てっきり、ゼロはレイトの生命活動を維持する為のほんの僅かなエネルギーをレイトの中に残しており、レイトの決意がそれにエネルギーを与える事で“レイトの内側からゼロは復活する”と思っていたのですが、それが“サングラス(レイトの外側)から復活してしまう”と、結局、ゼロは超強いので余力を残した仮死状態だった、という事に過ぎなくなってしまう。
勿論それを最終的に目覚めさせたのはレイトの決意なのでしょうが、それをより劇的にする為にはレイトの内側から目覚めてほしかったですし、運命とは別の手段でヒーローになれる可能性をそこに見たかったです。
サブタイトルは「運命を超えて行け」なのですが、実際に見せているのは、内側から生み出した力で運命を乗り越えるのではなく、外側から与えられた力を運命として受け入れる、という構造になってしまっているのは、非常に残念。
まあこの点は物語として、運命に選ばれて外から力を与えられた者(レイト)と、運命に選ばれず力を与えられていない者(ライハ)、を厳然と区別したい理由があるのかもですが。
あと、ゼロが死んだけれどレイトは生きている、という事自体はゼロが生きている物語的根拠だったとは思うので、それがレイトの内側からの復活という形で活用されなかったのもガッカリ。既にレイトの肉体は完全回復しているという事なのかもですが、そうすると今度はゼロがレイトと同居する建前が無くなってしまうわけで、その補強の為にも繋げてほしかった所です。
(行くぞ、レイト)
「……ハイ!」
レイトは自らの意志で変身し、復活したゼロはジードとのコンビネーション攻撃をギャラクトロンに浴びせるが、
「いいですねぇ、こんなに楽しめるゲーム未だかつて無かったぁ! では……こちらも」
熱射病になりそうな格好で戦いを見つめるK先生は、2台目のギャラクトロンを召喚する大盤振る舞い。
奥行きを使って2ラインでの同時バトルはあまり面白くならず、ギャラクトロンの攻撃を受けて吹き飛ぶゼロだが、その時、不思議な事が起こった(棒読み)
突如、空から落ちてきた金色の光が、ゼロに接触――その光の正体は、新たな力を届けにきたウルトラマンヒカリ
「ニュージェネレーションカプセル。
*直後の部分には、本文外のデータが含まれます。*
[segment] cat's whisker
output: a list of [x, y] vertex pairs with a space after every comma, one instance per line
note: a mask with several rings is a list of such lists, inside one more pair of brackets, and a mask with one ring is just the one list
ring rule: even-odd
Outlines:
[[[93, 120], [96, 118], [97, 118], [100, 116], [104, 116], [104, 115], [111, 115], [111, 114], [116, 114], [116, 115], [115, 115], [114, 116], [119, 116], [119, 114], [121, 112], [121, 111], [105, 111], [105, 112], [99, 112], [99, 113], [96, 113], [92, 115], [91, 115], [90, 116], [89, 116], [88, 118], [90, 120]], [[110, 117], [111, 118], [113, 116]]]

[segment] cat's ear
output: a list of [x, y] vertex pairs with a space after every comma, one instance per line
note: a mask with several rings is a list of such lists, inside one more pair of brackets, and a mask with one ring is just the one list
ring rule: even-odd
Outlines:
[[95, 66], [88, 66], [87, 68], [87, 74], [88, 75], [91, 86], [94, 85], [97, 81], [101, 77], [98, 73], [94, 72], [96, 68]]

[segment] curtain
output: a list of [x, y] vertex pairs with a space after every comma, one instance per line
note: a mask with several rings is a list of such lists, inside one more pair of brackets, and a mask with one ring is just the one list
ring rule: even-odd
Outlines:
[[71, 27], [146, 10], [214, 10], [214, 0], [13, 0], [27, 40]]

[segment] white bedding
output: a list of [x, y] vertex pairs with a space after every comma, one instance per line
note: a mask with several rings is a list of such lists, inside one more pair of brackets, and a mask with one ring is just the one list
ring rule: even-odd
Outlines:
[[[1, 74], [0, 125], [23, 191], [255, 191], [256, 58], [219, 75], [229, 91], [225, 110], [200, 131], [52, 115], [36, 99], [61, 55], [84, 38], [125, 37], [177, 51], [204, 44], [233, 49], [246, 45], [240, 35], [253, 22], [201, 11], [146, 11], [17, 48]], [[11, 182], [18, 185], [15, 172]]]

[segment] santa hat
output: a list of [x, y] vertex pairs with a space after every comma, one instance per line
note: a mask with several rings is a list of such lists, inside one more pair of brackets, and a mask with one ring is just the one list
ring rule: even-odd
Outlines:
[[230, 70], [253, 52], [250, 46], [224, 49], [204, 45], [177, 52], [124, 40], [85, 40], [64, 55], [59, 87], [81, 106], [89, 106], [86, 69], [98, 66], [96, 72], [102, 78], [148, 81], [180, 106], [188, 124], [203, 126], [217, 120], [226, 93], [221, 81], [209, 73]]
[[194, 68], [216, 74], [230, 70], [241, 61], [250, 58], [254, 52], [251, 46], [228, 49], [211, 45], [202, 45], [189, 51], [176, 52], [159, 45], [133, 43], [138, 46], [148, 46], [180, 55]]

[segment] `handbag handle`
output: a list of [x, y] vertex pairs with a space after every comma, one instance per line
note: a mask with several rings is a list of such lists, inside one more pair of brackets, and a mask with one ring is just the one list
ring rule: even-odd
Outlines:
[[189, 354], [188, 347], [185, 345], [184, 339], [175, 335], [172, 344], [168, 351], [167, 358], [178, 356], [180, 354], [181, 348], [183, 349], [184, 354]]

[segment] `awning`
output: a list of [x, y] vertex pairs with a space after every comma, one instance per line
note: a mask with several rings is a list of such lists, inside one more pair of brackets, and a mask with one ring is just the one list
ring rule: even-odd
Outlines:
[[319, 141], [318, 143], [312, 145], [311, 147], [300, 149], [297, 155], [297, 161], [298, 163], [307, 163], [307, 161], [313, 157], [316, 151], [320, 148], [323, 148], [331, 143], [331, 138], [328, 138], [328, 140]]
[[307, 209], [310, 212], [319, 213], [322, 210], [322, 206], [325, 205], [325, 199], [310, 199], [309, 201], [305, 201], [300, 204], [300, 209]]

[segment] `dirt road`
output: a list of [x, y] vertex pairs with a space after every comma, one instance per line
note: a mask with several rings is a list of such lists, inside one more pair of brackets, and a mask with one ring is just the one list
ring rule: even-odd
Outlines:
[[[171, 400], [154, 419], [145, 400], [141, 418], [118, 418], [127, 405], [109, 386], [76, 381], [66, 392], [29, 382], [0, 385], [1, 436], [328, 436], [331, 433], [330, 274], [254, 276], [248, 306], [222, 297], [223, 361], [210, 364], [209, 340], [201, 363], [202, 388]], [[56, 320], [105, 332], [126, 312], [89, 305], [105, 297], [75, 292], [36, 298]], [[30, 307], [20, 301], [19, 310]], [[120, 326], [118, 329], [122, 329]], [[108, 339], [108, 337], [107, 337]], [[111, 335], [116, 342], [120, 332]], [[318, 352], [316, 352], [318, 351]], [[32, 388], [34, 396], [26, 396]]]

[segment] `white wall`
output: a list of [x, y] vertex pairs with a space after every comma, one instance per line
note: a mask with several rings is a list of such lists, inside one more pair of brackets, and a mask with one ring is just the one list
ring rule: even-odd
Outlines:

ゼロ専用のパワーアップアイテムだ」
ええええええええええええええええええええええ。
そもそもリトルスター回収と新フォーム発動からして物語との連動性が希薄な傾向でしたが、ジードクローの出現といい今回といい、スタッフは誰もパワーアップギミックと物語を繋げる事に興味が無いのでしょうか(^^;
やる気の無さ度合いで言うと、よくわからない内に地球が新たな天装術カードを配信してくれて駝鳥を召喚したレベル。
そしてまたここでも、力が内側から生じるのではなく、外から与えられるものとなっているのも、残念な所。エピソードの流れとしてはゼロ復活から一気に強化に繋げてしまうのが一番説得力が生じたと思うのですが、玩具の都合でどうしても出来なかったにしても、物凄い放り投げ方。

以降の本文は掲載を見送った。